Kendrick will get $7.675 million, per Joel Sherman of the New York Post, after going 10-13 with a 4.70 earned run average on a 73-win team. Mayberry Jr. signed for $1,587,500 after 353 at-bats where he hit .227, according to Ryan Lawrence of the Philadelphia Daily News.
Both of these cases remind of the quote attributed to legendary (for the wrong reasons) baseball general manager Branch Rickey, who told Hall of Fame slugger Ralph Kiner that "we finished in last place with you; we can finish in last place without you."
That the Phillies feel compelled to pay Kendrick and Mayberry Jr. these wages speaks audibly of the trouble the franchise is in.
Two arbitration candidates remain—center fielder Ben Revere and left-handed relief pitcher Antonio Bastardo. Both are hoping to become as overpaid as Kendrick and Mayberry Jr.

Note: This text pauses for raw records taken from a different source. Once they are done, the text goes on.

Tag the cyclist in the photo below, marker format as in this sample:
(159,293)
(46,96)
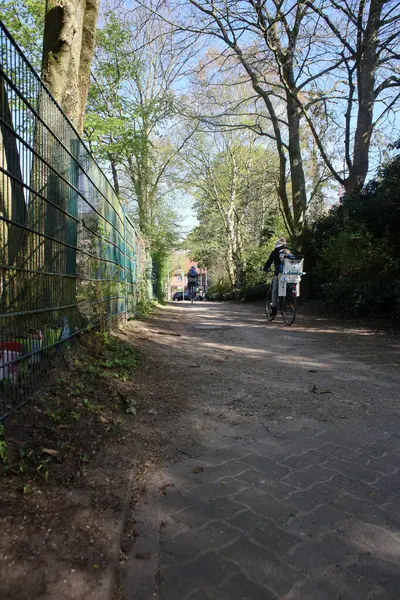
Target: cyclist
(276,257)
(192,280)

Per Baseball Prospectus, Revere made $515,000.00 in 2013 and is seeking a raise to $2.425 million in 2014. The Phillies contend Revere should make $1.4 million this season.
Looking over the MLB Trade Rumors 2013 Arbitration Tracker, one-dimensional speed players like Emilio Bonifacio ($2.6 million) and Everth Cabrera ($1.275 million) are not darlings of the arbitration process. After missing half a season with a foot injury, Revere is unlikely to get to $2 million for a 2014 salary. $1.8 million would be a reasonable result for Revere.
Bastardo settled for $1.4 million before arbitration last season. His additional year of service time has upped the range on his potential earnings between the $1.675 million the Phillies want to pay him and the $2.5 million he is asking for.
That Bastardo is asking for such a significant raise after missing 50 games due to suspension redefines hubris. Bastardo is another guy for whom $2 million is just too much. This feels like a $1.9 million outcome.
Ideally the Phillies would avoid arbitration with Revere by extending his contract and let the cards fall where they will with Bastardo, who is probably not in the team's long-term plans.
Regardless, neither player will break Philadelphia's bank in 2014. Not like its aging core will.